Autoscaling pods is futile if the cluster cannot provision nodes. Ensure the Cluster Autoscaler is configured with appropriate --scale-down-utilization-threshold and --scale-down-delay-after-add to complement HPA/VPA actions.

Pitfall Guide

1. The HPA/VPA Eviction Loop

Mistake: Running HPA and VPA with VPA updateMode: "Auto". Impact: VPA detects a pod needs more memory, evicts it. HPA sees a replica drop and creates a new one. VPA immediately evicts the new one. This creates a churn loop, exhausting API resources and causing downtime. Fix: Set VPA to updateMode: "Initial" or "Off" when HPA is present.

2. VPA "Auto" Mode OOM Kills

Mistake: Switching VPA to Auto mode on a production workload immediately. Impact: VPA recommends higher limits based on usage, but the application may have memory leaks or cache buildup that VPA misinterprets as required memory. The increased limit allows the leak to grow until the node OOMs. Fix: Run VPA in Recommend mode for at least one full business cycle to analyze recommendations. Apply minAllowed and maxAllowed constraints.

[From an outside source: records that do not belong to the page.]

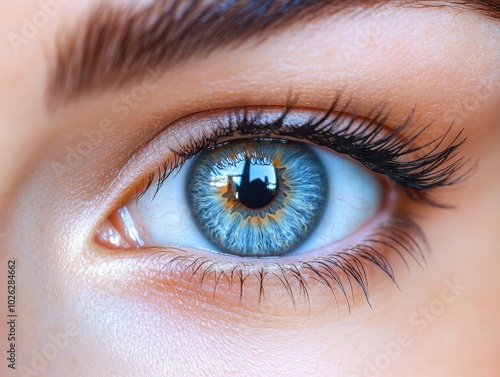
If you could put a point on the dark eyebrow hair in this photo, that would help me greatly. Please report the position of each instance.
(117, 45)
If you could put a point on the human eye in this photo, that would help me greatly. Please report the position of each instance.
(235, 200)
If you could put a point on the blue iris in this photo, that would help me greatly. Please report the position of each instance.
(258, 198)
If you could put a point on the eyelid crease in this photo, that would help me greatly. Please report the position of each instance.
(419, 169)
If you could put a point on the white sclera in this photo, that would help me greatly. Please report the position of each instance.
(354, 197)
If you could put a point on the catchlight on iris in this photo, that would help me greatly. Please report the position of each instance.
(258, 198)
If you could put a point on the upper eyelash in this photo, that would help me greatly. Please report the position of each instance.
(366, 141)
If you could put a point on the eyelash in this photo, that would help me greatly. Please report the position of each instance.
(363, 141)
(366, 141)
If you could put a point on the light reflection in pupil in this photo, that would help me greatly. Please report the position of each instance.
(255, 185)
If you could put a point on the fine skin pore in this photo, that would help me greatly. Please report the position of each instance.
(120, 319)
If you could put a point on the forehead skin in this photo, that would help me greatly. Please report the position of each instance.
(428, 58)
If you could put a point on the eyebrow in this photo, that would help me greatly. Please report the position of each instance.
(117, 45)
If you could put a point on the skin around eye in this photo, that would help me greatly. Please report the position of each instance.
(363, 230)
(344, 197)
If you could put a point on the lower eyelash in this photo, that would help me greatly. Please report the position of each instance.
(339, 272)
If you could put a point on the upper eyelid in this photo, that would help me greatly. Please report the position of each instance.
(441, 164)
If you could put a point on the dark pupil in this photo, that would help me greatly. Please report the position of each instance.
(256, 186)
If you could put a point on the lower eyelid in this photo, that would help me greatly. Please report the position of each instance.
(338, 276)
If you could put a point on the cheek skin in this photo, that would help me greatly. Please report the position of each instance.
(128, 324)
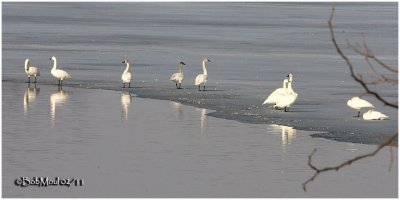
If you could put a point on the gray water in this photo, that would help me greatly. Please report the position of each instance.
(124, 146)
(252, 47)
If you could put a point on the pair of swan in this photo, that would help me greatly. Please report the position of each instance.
(57, 73)
(284, 97)
(357, 103)
(201, 79)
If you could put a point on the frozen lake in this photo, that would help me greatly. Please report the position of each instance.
(134, 147)
(174, 150)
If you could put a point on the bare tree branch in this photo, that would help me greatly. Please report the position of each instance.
(367, 53)
(346, 59)
(388, 142)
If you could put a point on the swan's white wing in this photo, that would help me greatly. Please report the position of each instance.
(275, 96)
(200, 79)
(374, 115)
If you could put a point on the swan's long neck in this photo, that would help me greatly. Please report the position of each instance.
(127, 67)
(180, 69)
(285, 83)
(27, 65)
(289, 88)
(54, 64)
(204, 68)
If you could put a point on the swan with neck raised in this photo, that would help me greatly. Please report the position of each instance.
(178, 77)
(202, 78)
(126, 75)
(374, 115)
(31, 71)
(58, 73)
(285, 101)
(357, 104)
(278, 93)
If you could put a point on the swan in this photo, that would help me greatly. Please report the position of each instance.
(275, 95)
(31, 71)
(126, 75)
(374, 115)
(58, 73)
(178, 77)
(286, 100)
(357, 103)
(202, 78)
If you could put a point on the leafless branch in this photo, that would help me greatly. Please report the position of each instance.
(358, 79)
(388, 142)
(367, 53)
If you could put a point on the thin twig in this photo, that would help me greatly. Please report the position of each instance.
(344, 57)
(389, 141)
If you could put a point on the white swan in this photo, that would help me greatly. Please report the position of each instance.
(285, 101)
(31, 71)
(126, 75)
(178, 77)
(357, 103)
(202, 78)
(58, 73)
(275, 95)
(374, 115)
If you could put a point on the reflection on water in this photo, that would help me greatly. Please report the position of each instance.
(203, 119)
(126, 99)
(30, 96)
(57, 98)
(287, 133)
(178, 108)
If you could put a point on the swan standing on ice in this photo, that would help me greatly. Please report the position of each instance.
(275, 95)
(285, 101)
(178, 77)
(31, 71)
(202, 78)
(126, 75)
(58, 73)
(357, 103)
(374, 115)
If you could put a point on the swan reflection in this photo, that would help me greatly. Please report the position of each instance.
(203, 119)
(178, 108)
(57, 98)
(287, 133)
(30, 96)
(126, 99)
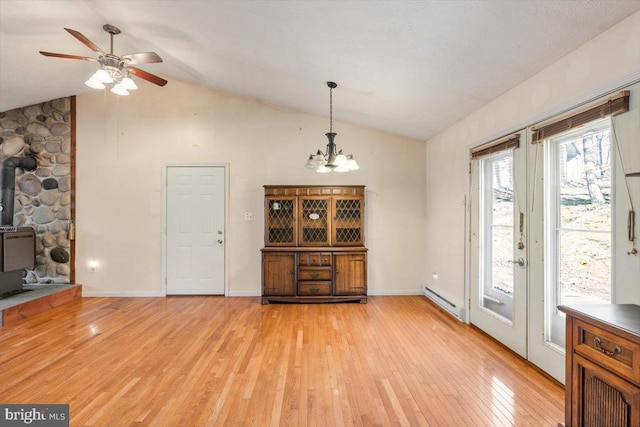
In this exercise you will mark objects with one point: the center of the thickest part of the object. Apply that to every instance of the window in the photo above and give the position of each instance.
(579, 216)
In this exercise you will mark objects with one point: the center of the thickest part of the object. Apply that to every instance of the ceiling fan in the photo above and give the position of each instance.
(113, 68)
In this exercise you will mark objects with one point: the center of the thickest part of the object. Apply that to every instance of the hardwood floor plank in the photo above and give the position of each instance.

3. Missing Metrics Server or TLS Errors

Mistake: Deploying HPA/VPA without verifying Metrics Server health. Impact: HPA status shows Invalid or Unknown. VPA fails to generate recommendations. Fix: Check kubectl get --raw "/apis/metrics.k8s.io/v1beta1" to verify API availability. Ensure Kubelet certificates are trusted.

4. HPA Scale-Down Flapping

Mistake: Not configuring stabilizationWindowSeconds for scale-down. Impact: HPA scales down pods, then traffic returns slightly, causing immediate scale-up. This wastes resources and increases latency. Fix: Set stabilizationWindowSeconds to a value longer than your typical traffic micro-bursts (e.g., 300s).

5. Requests vs. Limits Mismatch

Mistake: Setting CPU requests high but limits low, or vice versa, without understanding QoS classes. Impact: Pods with Burstable QoS are evicted first during node pressure. VPA may recommend requests that push pods into Guaranteed QoS, changing eviction priority unexpectedly. Fix: Align requests with VPA recommendations. Use maxAllowed to prevent VPA from creating Guaranteed pods if you prefer Burstable for cost reasons.

6. Custom Metrics Cardinality

Mistake: Using high-cardinality labels in Custom Metrics for HPA. Impact: Metrics adapter overload; HPA cannot aggregate metrics efficiently; slow reconciliation. Fix: Aggregate metrics at the exporter level or use low-cardinality labels (e.g., namespace, deployment) rather than pod_id or user_id.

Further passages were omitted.